Cet essai est une présentation de la thèse de Doctorat de l'autrice,
Samia Langar, qui s'est plongée pour l'occasion dans le milieu éducatif du plateau des Minguettes, quartier politique de la ville de la commune de Vénissieux en métropole Lyonnaise. Dans ce quartier d'où toute mixité sociale et culturelle a disparu, responsables d'établissements scolaires, enseignants et parents d'élèves s'interrogent sur l'avenir des enfants qui y vivent, portant un fort sentiment d'exclusion, de relégation et d'isolement.
L'autrice commence son propos par un retour sur l'histoire de ces quartiers Politique de la Ville, qui furent un temps des lieux d'ascension sociale et de mixité culturelle, avant de voir les familles d'origine italienne ou espagnole ou les classes populaires françaises "blanches" les quitter petit à petit pour ne réunir depuis le début des années 1980 que des familles françaises de culture musulmane et originaires du Maghreb, d'Algérie pour l'essentiel en ce qui concerne les Minguettes.
Samia Langar se tourne alors vers les responsables d'établissements, puis les enseignants et enfin les parents. La thèse de l'autrice, appuyée très largement sur de nombreuses ressources bibliographiques et sur les entretiens réalisés, est que la question de l'islam à l'école n'est que "l'arbre qui cache la forêt" comme elle le dit dans diverses interviews. le sujet de l'islam est d'abord celui de l'exclusion, du déclassement social, des discriminations sociales et culturelles, de la précarité et de la ghettoïsation de certains territoires, de l'absence de toute mixité. Dans ces quartiers, les populations, françaises depuis plusieurs générations, qui sont exclues de l'emploi, des logements ou des stages, en raison d'un nom de famille, d'un lieu de résidence ou d'une différence visible.
Samia Langar s'appuie sur le concept de "reconnaissance", ou de déficit de reconnaissance, développé par
Axel Honneth, pour construire son analyse. Ces quartiers en mal de reconnaissance se tournent vers les ressources qui peuvent leur permettre de retrouver la force et la fierté de leur histoire. Quand leurs parents se sont éloignés de la religion et de la culture de leurs aïeuls, et constatant les discriminations qu'ils subissent malgré tout, leurs enfants reviennent avec d'autant plus d'ardeur vers leurs racines, et vers l'islam. Mais pour les familles interrogées ici, il s'agit d'un islam cultivé : les parents, souvent sous l'impulsion des mères, lisent et se forment, assistent à des conférences ou se rendent à la Mosquée pour se former à un islam choisi et adapté aux attentes de chaque famille.
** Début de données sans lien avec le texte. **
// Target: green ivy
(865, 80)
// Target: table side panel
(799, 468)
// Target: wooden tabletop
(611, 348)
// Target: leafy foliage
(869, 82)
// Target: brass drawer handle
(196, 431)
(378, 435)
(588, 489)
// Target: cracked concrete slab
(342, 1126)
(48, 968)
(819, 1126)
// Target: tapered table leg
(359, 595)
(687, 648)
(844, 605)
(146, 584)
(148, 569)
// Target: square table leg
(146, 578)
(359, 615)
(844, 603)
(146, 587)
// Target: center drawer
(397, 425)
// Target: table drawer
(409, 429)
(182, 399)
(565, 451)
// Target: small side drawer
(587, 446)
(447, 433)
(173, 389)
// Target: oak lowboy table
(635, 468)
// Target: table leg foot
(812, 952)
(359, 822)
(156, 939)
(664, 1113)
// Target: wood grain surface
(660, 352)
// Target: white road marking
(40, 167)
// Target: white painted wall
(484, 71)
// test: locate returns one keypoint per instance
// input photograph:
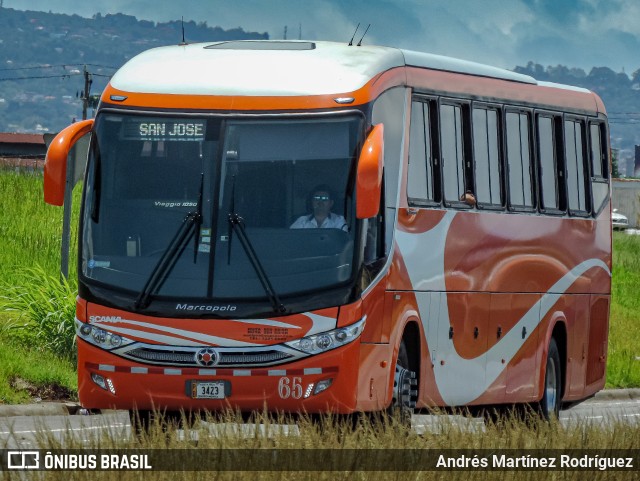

Beaucoup de sujets essentiels sont abordés dans ce livre : celui de la laïcité d'abord, de la place de l'islam dans l'école, le voile bien sûr et la loi de 2004 sur l'interdiction des signes ostentatoires à l'école. La question de l'enclavement et de la précarisation de ces territoires est également prégnante. A la lecture de cet essai, le retour/recours à l'islam des familles et des quartiers ne semble être que la conséquence d'une discrimination toujours plus grande sur certains territoires et de certaines populations. Les revendications (voile, halal, enseignements...) semblent, elles, être marginales, aux dires des responsables d'établissements comme des enseignants (et ce malgré quelques accommodements qui laissent songeurs...) : la préoccupation de tous, parents comme professionnels, est celle de la réussite scolaire, à travers notamment l'accès à une culture d'héritiers. La foi des familles en l'éducation et leur très forte perception des enjeux d'une scolarité réussie, les conduit à mettre en place des stratégies devant concourir à la réussite de leurs enfants, que ce soit dans l'école publique (qui les a pourtant souvent exclus, lorsqu'eux-mêmes étaient enfants), dans des écoles privées catholiques ou des écoles musulmanes. Comme tous les parents, ceux des quartiers populaires rêvent de réussite et d'ascension sociale pour leurs enfants. Mais la confrontation avec la réalité les rend souvent amers et les conduit vers un islam leur permettant de trouver
la reconnaissance à laquelle ils aspirent.
Cet essai est passionnant, et ce malgré les nombreuses questions qu'il laisse en suspens.
Le regard de
Samia Langar est très intéressant et tout en nuances. Il invite à en lire plus : sa bibliographie me permettra sûrement d'approfondir le sujet.
Merci à Babelio et aux
Presses Universitaires de Lyon pour cette bonne entrée en matière.
Dernière remarque : les classes inclusives favorisant l'accueil des enfants en situation de handicap, dont il est fait mention dans le livre, sont des classes ULIS (Unités Localisées pour l'Inclusion Scolaire)... et non Ulysse... (c'est très gênant quand on se réclame des Sciences de l'Education...).